Il mio corpo era sano. Ho faticato molto a convincermene. Ho iniziato un’ analisi, a frequenza bisettimanale, ma ancora oggi, a distanza di nove mesi, capita di chiedermi se davvero io non abbia semplicemente un involucro malato.
Ma so che non è così.
In questi mesi ha lentamente cominciato a delinearsi la massa di emozioni inespresse che, stratificate nel corso degli anni, si sono manifestate attraverso l’unica forma di sofferenza che non sono in grado di occultare.
Attraverso il fiume di parole con cui ho raccontato la mia storia all’analista, ho imparato ad osservarmi da un insospettabile, nuovo punto di vista.

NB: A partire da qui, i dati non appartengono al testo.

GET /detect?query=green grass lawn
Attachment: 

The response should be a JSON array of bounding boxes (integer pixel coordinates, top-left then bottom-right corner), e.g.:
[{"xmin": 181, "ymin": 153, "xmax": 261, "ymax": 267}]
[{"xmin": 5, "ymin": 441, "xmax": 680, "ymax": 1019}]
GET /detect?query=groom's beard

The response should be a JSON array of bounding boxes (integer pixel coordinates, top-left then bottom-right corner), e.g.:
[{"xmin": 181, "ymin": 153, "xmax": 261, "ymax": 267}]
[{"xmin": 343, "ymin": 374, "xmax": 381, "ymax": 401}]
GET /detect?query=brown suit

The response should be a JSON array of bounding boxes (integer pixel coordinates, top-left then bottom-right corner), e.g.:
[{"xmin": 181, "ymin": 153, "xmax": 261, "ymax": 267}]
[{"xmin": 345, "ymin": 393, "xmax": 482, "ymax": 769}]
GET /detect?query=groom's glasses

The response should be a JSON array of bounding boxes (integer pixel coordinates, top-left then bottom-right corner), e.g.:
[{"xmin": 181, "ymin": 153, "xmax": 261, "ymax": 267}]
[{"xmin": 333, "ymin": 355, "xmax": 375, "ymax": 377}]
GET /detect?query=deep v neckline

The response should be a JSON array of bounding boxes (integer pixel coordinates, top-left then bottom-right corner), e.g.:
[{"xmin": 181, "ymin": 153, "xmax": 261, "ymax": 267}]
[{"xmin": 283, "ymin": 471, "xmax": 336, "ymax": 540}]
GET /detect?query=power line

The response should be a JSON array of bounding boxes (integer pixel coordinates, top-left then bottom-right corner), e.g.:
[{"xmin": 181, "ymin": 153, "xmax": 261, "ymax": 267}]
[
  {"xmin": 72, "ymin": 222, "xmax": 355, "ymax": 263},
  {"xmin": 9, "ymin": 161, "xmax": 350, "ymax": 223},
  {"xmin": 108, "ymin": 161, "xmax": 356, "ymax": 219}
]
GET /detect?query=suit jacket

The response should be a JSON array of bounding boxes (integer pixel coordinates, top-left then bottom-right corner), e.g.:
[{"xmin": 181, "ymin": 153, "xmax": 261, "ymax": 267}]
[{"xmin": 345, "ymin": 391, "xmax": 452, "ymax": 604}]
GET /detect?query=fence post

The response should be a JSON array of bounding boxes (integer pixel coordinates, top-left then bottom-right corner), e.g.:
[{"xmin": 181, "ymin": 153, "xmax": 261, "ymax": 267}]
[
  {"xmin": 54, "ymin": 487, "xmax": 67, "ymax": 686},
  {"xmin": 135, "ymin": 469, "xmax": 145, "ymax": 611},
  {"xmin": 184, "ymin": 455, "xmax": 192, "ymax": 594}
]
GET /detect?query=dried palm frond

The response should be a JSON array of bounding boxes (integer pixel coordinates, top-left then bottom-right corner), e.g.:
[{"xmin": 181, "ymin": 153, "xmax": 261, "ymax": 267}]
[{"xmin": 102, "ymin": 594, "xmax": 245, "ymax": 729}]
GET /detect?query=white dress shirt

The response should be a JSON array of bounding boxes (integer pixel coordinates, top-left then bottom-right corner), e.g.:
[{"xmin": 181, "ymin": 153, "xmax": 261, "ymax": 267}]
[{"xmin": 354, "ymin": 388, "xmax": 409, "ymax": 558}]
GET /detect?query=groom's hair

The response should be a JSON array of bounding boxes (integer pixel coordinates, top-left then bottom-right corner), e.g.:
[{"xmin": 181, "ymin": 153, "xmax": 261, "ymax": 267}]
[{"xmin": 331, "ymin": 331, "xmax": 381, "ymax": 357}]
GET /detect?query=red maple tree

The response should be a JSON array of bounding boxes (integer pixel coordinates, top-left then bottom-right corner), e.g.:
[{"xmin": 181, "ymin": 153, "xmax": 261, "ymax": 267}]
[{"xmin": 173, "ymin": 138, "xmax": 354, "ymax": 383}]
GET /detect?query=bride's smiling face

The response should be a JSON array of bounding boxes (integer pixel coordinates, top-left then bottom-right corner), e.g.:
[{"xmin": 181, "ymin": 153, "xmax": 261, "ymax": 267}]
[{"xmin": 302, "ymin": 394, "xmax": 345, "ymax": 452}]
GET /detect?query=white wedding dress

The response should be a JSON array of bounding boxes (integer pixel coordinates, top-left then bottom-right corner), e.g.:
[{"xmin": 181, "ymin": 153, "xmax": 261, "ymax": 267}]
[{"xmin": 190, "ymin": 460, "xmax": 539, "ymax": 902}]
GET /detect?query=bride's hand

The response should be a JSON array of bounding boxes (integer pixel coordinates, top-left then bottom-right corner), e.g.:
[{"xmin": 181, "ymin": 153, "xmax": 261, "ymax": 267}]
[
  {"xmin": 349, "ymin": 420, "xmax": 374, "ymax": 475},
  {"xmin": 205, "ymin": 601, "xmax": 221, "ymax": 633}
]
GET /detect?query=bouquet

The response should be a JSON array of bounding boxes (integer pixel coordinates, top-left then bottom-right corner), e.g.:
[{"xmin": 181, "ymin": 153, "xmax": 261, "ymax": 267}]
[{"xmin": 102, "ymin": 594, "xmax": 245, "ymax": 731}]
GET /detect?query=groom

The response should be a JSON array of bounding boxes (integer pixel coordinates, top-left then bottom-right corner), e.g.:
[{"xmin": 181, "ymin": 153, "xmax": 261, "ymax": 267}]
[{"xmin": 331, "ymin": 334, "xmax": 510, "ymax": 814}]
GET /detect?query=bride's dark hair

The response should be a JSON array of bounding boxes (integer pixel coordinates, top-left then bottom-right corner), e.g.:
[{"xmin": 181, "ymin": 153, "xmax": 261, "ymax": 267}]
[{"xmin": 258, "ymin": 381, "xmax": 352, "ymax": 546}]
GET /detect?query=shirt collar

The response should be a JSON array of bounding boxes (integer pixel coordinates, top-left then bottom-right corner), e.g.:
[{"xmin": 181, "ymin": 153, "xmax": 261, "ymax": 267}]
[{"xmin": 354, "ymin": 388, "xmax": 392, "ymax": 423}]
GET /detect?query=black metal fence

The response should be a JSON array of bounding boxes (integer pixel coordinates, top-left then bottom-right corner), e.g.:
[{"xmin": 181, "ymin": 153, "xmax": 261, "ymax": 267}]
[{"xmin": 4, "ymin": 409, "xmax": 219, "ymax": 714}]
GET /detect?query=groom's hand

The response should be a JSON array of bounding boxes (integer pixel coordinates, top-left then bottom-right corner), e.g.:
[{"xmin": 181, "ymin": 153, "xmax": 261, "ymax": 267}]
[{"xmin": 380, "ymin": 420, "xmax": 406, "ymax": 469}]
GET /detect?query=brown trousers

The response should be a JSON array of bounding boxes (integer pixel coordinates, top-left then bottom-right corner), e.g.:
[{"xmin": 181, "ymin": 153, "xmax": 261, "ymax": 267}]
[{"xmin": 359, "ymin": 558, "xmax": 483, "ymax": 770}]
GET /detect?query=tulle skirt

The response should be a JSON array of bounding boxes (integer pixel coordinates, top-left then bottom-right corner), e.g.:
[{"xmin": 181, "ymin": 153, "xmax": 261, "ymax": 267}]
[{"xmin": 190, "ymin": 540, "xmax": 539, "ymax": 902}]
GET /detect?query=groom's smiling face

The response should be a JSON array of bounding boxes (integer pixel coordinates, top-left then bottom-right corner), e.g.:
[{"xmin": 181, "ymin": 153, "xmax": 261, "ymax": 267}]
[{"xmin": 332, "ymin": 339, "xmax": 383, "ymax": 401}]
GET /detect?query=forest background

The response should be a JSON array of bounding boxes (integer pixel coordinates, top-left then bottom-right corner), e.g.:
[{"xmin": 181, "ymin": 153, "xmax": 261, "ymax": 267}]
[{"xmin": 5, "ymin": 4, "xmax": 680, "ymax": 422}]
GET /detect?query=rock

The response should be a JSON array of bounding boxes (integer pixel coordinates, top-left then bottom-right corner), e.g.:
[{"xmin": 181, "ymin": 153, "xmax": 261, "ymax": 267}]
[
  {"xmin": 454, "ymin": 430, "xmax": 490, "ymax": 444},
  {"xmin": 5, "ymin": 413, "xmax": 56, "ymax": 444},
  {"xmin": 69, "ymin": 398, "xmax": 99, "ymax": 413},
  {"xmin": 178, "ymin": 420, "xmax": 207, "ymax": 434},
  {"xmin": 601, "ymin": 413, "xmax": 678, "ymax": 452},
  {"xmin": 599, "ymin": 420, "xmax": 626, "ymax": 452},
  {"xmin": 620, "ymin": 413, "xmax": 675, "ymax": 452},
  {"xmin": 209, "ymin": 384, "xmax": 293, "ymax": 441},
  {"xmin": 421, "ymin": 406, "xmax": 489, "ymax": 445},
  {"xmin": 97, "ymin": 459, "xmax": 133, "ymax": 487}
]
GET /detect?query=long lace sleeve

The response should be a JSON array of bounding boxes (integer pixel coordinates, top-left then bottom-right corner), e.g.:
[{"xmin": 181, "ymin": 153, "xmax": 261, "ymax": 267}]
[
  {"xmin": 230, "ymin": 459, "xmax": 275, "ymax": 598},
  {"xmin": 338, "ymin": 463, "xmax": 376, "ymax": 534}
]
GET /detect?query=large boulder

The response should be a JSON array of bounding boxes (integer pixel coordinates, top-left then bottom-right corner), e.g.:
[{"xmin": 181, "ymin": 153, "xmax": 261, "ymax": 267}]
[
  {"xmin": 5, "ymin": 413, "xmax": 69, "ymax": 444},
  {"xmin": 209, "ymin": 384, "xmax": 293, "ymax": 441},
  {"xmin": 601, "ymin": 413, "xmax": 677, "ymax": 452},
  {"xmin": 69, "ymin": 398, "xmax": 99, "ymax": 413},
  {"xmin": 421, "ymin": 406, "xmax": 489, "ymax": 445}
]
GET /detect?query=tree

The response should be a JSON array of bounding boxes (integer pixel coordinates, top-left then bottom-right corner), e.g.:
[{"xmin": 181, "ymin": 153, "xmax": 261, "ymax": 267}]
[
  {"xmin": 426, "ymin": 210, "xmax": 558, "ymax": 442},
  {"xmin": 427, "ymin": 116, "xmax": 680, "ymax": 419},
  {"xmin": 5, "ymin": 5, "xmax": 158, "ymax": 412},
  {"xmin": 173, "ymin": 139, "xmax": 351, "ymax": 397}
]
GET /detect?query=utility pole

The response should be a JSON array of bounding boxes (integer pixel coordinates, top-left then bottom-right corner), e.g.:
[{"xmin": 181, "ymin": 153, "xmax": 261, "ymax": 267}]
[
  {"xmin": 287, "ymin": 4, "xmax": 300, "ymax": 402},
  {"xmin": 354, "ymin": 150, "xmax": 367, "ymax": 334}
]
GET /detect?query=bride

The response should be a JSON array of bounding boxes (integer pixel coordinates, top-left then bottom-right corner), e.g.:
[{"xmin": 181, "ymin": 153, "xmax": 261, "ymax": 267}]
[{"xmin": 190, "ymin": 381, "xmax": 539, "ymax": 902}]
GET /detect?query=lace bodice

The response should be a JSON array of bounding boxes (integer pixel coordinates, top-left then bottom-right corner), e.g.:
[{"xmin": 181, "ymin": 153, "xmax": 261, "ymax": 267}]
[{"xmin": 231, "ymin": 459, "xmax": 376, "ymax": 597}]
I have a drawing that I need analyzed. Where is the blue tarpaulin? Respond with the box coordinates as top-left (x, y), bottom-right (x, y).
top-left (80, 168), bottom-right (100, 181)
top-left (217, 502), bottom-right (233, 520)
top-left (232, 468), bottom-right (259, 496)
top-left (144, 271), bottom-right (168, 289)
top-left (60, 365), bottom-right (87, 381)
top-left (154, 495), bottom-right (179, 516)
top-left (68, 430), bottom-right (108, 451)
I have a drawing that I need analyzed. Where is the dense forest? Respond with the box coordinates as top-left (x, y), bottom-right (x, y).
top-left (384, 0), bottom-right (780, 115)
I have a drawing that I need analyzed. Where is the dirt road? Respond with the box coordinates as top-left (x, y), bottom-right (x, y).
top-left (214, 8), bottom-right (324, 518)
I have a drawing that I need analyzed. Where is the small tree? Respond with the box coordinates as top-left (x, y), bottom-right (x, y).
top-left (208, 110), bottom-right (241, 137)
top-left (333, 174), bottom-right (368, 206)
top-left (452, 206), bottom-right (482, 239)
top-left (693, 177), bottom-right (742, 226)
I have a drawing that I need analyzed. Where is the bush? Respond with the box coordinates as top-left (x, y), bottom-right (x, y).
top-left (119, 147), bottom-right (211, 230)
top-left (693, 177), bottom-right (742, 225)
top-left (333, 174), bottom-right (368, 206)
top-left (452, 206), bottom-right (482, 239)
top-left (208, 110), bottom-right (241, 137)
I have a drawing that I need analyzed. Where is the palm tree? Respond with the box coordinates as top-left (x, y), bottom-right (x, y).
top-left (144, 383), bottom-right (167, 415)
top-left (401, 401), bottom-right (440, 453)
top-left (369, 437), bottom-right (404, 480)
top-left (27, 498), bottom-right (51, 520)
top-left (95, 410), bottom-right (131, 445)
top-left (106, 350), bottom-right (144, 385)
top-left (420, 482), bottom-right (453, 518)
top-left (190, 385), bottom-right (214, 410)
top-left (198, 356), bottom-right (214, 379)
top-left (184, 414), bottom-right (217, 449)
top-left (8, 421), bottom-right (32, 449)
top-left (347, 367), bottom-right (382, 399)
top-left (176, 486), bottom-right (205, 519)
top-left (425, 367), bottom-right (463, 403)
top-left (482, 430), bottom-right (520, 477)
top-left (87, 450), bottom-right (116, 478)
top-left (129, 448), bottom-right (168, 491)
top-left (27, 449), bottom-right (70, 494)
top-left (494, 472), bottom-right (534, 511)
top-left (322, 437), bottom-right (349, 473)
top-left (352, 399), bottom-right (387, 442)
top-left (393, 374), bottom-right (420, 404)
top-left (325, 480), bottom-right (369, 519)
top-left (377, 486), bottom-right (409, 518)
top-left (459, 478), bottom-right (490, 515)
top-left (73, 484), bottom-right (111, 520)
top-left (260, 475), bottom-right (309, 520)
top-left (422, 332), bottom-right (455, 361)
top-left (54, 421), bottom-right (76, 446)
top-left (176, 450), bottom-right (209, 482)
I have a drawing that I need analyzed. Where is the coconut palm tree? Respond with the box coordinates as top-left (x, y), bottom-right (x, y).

Non sono una vittima delle circostanze, come amavo pensare. Ho scoperto in me due aspetti, tra loro contrastanti: uno adulto, di donna sicura e di successo, nel quale mi piace riconoscermi, ed uno ancora piccolo, fragile e insicuro, che non mi piace, che non ho voluto accettare, che ho nascosto agli altri e a me stessa. Questa parte negata ha finito per esprimersi attraverso il mio corpo, chiedendo di essere riconosciuta e accudita dalla parte adulta nell’unico modo possibile: i sintomi. Sono loro che mi hanno costretta a fermarmi, a chiedermi il “perché” della loro presenza e a prendere in considerazione i miei bisogni emotivi più profondi, finora non riconosciuti e tendenzialmente negati.
Per anni, in preda al bisogno d’amore, avevo operato una delega all’esterno, al marito prima e all’attuale compagno ora, da me vissuti come esseri salvifici che sarebbero stati garanti del mio valore come persona.
Lentamente sto imparando a manifestare le mie debolezze, ad apprezzare le mie qualità, a tollerare i miei difetti. Lui è tornato. Adesso sa che non sono solo forte e serena e non trovandosi più di fronte quella che riteneva una donna priva di fragilità ha cominciato a costruire con me un rapporto speciale, esclusivo.
Contemporaneamente alle sedute di analisi, mi sono anche aiutata con farmaci che mi hanno permesso di affrontare i momenti di maggiore crisi. Appartengo a quella esigua minoranza di soggetti che non tollerano gli antidepressivi, per cui ho potuto aiutarmi esclusivamente con un ansiolitico.
Oggi sto meglio, anche se so che la strada da percorrere è ancora lunga. Sono trascorsi mesi che ricorderò per sempre come i più faticosi della mia vita, durante i quali ho potuto sperimentare che, nonostante il tormento, la depressione o le forme d’ansia sono vere e proprie spinte propulsive al cambiamento, un’occasione unica per migliorare la propria vita.